Manchmal geht mir das Zocken so auf die Nerven, dass ich das W-Lan abschalte. Das zeigt immer unmittelbare Wirkung. War ich bis dahin allein mit meiner Falt- und Bügelwäsche im Wohnzimmer, stehen innerhalb von einer Minute alle drei Schulkinder im gleichen Raum und blicken mich wütend an.
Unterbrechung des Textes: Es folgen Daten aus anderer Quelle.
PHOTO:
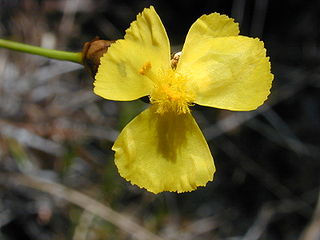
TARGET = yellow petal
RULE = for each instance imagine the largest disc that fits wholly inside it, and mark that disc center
(164, 153)
(208, 26)
(229, 73)
(122, 74)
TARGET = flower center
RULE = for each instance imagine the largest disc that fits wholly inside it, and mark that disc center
(170, 93)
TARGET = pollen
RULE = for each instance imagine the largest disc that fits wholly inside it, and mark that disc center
(170, 94)
(145, 68)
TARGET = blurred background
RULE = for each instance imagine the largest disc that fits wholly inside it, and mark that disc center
(53, 128)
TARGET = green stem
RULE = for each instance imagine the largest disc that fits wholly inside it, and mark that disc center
(45, 52)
Am liebsten würden sie dann "Ist das dein Ernst, Mama?' sagen, sie verkneifen es sich aber, wohlwissend, dass das W-Lan sonst noch länger aus bleiben würde. Dafür kommt immer die gleiche Frage: „Wieso? Ich hab doch gar nichts gemacht!“ Und dann fällt mir auf: „Stimmt! Keiner von Euch hat heute schon irgendetwas anderes gemacht, als in seinem Zimmer vorm PC oder vorm Handy zu sitzen. Keiner hat mich gefragt, ob er mir irgendwie helfen könnte.“
In den Augen meiner Kinder sehe ich dann, dass sie denken: "Digger, schlimmster Tag meines Lebens. Warum hat er oder sie das nur gefragt….jetzt ist nicht nur das W-Lan aus, jetzt sollen wir auch bei der Hausarbeit helfen." Obwoh ich mich manchmal frage, ob die Kinder überhaupt in ganzen Sätzen denken – beim Reden scheint das ja out zu sein.
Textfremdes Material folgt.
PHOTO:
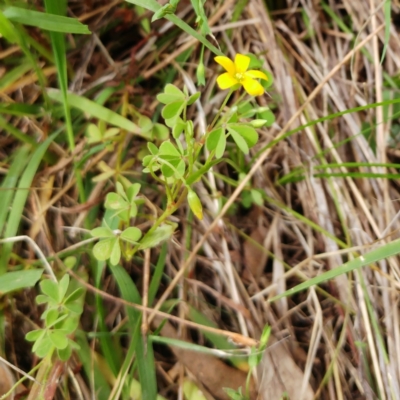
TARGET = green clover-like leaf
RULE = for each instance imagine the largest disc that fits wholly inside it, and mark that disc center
(131, 234)
(173, 110)
(115, 255)
(58, 339)
(240, 142)
(159, 235)
(63, 287)
(102, 249)
(102, 232)
(247, 132)
(50, 289)
(216, 141)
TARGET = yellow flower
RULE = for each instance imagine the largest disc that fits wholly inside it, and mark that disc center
(237, 73)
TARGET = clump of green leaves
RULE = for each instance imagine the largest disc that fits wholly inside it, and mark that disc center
(176, 164)
(61, 319)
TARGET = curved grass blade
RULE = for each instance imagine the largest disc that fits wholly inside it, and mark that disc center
(143, 350)
(7, 189)
(19, 280)
(96, 110)
(20, 197)
(153, 6)
(385, 251)
(49, 22)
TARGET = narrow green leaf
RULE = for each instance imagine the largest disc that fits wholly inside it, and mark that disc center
(63, 287)
(20, 197)
(240, 142)
(102, 249)
(143, 349)
(168, 149)
(58, 339)
(51, 317)
(115, 255)
(174, 90)
(96, 110)
(384, 251)
(216, 141)
(50, 22)
(32, 336)
(50, 288)
(19, 280)
(131, 234)
(114, 201)
(102, 231)
(10, 182)
(162, 233)
(248, 133)
(173, 110)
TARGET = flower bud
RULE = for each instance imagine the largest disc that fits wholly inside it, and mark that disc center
(195, 204)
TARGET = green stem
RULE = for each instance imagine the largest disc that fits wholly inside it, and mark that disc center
(220, 110)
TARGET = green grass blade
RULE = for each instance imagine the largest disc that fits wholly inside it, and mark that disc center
(14, 74)
(20, 197)
(55, 23)
(58, 44)
(95, 376)
(19, 280)
(96, 110)
(152, 5)
(387, 8)
(385, 251)
(7, 189)
(144, 352)
(158, 272)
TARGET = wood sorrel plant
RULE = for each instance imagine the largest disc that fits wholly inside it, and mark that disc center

Aber wenn wir schon einmal so schön versammelt sind, dann kann ich auch gleich ein paar Aufgaben verteilen, die schon wieder seit Tagen auf Erledigung warten. Mein Zweitgeborener hat neben Fortnite und Fußball nämlich vor seinem 12. Geburtstag plötzlich seine Liebe zu Fischen entdeckt. So ziert seit über einem Jahr ein Aquarium sein Kinderzimmer. Zu Beginn beherbergte dieses Aquarium vier kleine Fische, ein bißchen Deko und Wasserpflanzen. Leider wurden wir schlecht beraten und diese vier Fische erwiesen sich leidenschaftlicher als jedes Karnickel. Zwischenzeitlich schwammen 40! bunte Fische in diesem dafür viel zu kleinen Glashaus.
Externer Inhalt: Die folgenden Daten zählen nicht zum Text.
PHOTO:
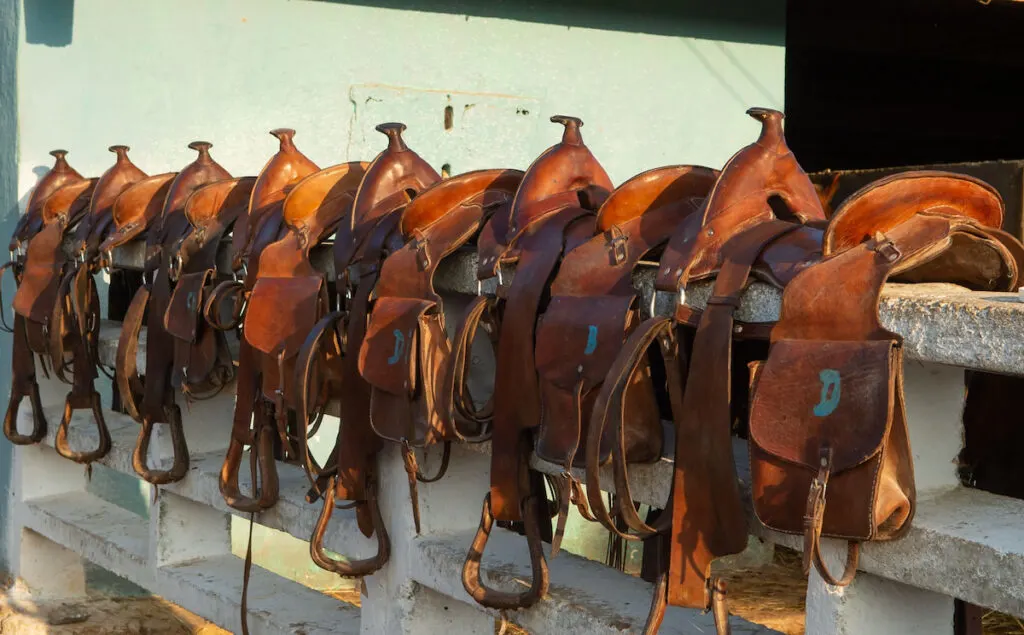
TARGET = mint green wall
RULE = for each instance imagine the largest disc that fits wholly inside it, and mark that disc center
(655, 83)
(8, 215)
(158, 74)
Immer wieder durften wir einige von ihnen ins Schulaquarium umsiedeln, die Population hat sich dadurch aber nicht wirklich verringert. Deshalb ist es immer wieder nötig, eine Fischvolkszählung durchzuführen und eine Lösung für die Überbevölkerung zu finden. Zeitgleich wird das Aquarium gereinigt, das Wasser gewechselt und die ein oder andere Pflanze erneuert. Zeitaufwand ungefähr eine Stunde, wenn Mama mitmacht. Helfe ich nicht mit, wird’s nicht gereinigt. Mit 13 Jahren hat man schließlich andere, wichtigere Sachen zu tun.
Welche? Schlechte Laune haben zum Beispiel oder seine jüngere Schwester mobben. Warum atmete die auch im selben Raum wie er? Überhaupt könnte die doch einfach mal unsichtbar sein und nicht ständig mit TikTok-Proben und Gesangseinlagen nerven.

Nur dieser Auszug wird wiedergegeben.